The unemployment rate (U3) ticked down to 4.1%, its lowest level since December 2000. This improvement was driven by the 40 bps decline in the participation rate to 62.7%, essentially unchanged from where we started the year. The underemployment rate (U6) continued to fall to 7.9% this month, a 150 bps improvement from the start of the year and returns that metric to pre-crisis level.
All in all, we think that the recent hurricanes continue to distort various data points, making the absolute interpretation of the release a challenge. For instance, prior month wage gains of 0.5% where likely influenced by demand for services associated with hurricane relief, which rolled into the 0% figure reported for this month. The y/y gain in wages of 2.4% are undoubtedly a disappointment, but as the U6 falls back towards pre-recession levels, those that believe slack remains in the labor market will have one less data point to be concerned over.
The health of the jobs market is certainly on display by the large decline in the U6 since the start of the year, which has fallen at a pace two times faster than the U3, with almost half of that decline occurring over the past two months.

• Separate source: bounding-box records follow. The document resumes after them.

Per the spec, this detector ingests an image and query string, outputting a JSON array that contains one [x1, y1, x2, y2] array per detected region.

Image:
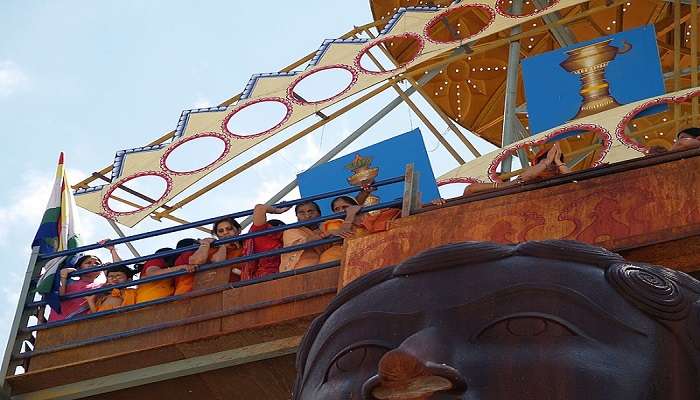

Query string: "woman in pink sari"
[[49, 255, 105, 321]]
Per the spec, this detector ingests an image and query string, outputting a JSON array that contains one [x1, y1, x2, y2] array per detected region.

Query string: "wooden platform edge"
[[12, 336, 302, 400]]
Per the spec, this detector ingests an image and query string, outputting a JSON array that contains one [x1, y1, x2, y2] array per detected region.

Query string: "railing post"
[[401, 164, 420, 217], [0, 246, 41, 398]]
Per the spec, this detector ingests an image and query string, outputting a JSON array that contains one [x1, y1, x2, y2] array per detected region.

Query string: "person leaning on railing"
[[671, 128, 700, 151], [136, 247, 195, 303], [241, 204, 290, 280], [173, 238, 199, 295], [85, 266, 137, 312], [49, 254, 102, 322], [49, 239, 121, 321], [190, 217, 243, 282], [462, 143, 571, 196], [319, 194, 401, 264], [280, 201, 328, 272]]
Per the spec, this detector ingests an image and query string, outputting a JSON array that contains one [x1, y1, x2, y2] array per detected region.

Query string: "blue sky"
[[0, 0, 492, 362]]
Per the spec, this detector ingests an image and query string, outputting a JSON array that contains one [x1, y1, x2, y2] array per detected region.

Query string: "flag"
[[32, 153, 80, 312]]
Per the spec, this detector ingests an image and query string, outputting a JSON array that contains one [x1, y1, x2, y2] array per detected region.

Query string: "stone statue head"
[[292, 241, 700, 400]]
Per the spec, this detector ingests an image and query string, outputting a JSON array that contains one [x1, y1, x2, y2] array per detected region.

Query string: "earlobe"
[[686, 300, 700, 350]]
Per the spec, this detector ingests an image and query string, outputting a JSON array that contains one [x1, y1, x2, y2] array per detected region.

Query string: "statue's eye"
[[325, 343, 391, 381], [478, 316, 577, 339]]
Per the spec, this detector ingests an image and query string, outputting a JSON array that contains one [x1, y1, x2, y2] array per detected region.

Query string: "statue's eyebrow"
[[306, 311, 422, 378], [436, 284, 648, 340]]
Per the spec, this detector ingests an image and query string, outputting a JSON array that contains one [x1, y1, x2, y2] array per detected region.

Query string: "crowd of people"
[[49, 128, 700, 321], [49, 187, 400, 321]]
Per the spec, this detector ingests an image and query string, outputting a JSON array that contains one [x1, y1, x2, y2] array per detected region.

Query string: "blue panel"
[[297, 129, 440, 215], [522, 25, 665, 135]]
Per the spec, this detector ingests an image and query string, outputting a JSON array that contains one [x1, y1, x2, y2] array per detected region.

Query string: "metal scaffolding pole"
[[501, 0, 528, 173]]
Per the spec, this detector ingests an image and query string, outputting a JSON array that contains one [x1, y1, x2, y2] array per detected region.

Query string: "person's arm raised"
[[189, 238, 214, 265]]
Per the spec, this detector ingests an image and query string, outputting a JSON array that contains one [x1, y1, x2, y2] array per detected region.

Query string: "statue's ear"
[[605, 264, 695, 321], [686, 299, 700, 351]]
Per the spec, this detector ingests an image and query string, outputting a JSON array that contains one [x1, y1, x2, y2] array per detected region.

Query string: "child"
[[85, 265, 136, 313]]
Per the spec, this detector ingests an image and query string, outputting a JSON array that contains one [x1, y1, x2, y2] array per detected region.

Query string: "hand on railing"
[[97, 238, 122, 262]]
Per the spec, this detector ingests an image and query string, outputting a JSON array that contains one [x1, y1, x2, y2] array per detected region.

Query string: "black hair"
[[73, 254, 102, 269], [153, 247, 177, 267], [106, 265, 136, 279], [211, 217, 243, 235], [331, 196, 360, 211], [175, 238, 199, 249], [294, 201, 321, 214]]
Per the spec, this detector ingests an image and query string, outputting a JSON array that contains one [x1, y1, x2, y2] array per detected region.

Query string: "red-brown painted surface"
[[340, 157, 700, 286]]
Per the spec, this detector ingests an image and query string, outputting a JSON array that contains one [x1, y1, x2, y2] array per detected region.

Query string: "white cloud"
[[192, 96, 211, 108], [0, 164, 92, 245], [0, 61, 29, 96]]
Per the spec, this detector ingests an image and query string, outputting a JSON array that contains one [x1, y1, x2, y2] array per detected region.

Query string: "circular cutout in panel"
[[496, 0, 559, 18], [355, 32, 424, 74], [437, 177, 484, 199], [287, 64, 357, 105], [160, 132, 231, 175], [221, 97, 292, 139], [102, 171, 172, 218], [488, 124, 612, 182], [615, 90, 700, 154], [424, 4, 496, 43]]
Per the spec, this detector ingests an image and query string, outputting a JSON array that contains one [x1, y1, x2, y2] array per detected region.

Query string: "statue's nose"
[[362, 329, 467, 400]]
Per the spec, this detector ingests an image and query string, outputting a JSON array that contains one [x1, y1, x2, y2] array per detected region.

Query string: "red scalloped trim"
[[437, 177, 484, 186], [615, 89, 700, 154], [160, 132, 231, 175], [496, 0, 561, 18], [488, 124, 612, 180], [287, 64, 358, 106], [221, 97, 294, 139], [100, 171, 173, 219], [355, 32, 425, 75], [423, 3, 496, 44]]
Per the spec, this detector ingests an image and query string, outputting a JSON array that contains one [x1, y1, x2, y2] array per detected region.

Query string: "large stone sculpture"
[[293, 241, 700, 400]]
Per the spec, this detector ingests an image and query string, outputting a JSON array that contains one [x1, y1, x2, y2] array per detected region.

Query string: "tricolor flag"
[[32, 153, 80, 312]]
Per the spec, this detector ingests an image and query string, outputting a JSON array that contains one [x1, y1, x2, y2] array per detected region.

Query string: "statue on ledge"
[[292, 241, 700, 400]]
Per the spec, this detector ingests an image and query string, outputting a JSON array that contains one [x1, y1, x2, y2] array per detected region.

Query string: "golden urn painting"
[[560, 39, 632, 119]]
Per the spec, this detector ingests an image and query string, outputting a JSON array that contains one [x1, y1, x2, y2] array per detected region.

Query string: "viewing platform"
[[6, 149, 700, 399]]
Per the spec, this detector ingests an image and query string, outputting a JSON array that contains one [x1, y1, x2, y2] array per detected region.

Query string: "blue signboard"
[[522, 25, 665, 134], [297, 129, 440, 215]]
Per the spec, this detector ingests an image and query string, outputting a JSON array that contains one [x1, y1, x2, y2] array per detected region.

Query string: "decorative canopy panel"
[[75, 0, 583, 226], [370, 0, 691, 151], [438, 87, 700, 185]]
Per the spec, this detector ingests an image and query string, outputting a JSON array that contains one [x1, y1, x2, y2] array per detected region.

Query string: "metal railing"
[[0, 165, 417, 390]]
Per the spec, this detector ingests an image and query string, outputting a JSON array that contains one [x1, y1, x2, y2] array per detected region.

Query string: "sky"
[[0, 0, 493, 362]]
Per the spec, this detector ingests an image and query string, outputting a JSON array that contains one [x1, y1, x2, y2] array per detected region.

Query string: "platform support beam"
[[501, 0, 528, 173], [12, 336, 302, 400], [0, 246, 41, 399]]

In terms of the headline NFP miss, looking past the variability of the past two months, we are running at a +160,000 pace over a three-month period, close to the +175,000 since the start of the year and well above the +140,000 estimate needed to maintain and/or continue to compress the unemployment rate.
We do not think this report will or should alter
the view that the Fed will hike rates again at its next meeting. It also does nothing to dispel the markets longer-term concerns over the inflation conundrum, so will not alter the low rate hike expectations for 2018. Markets are little changed on the report, with yields slightly lower since the report, the USD stable against the major and stocks mostly flat.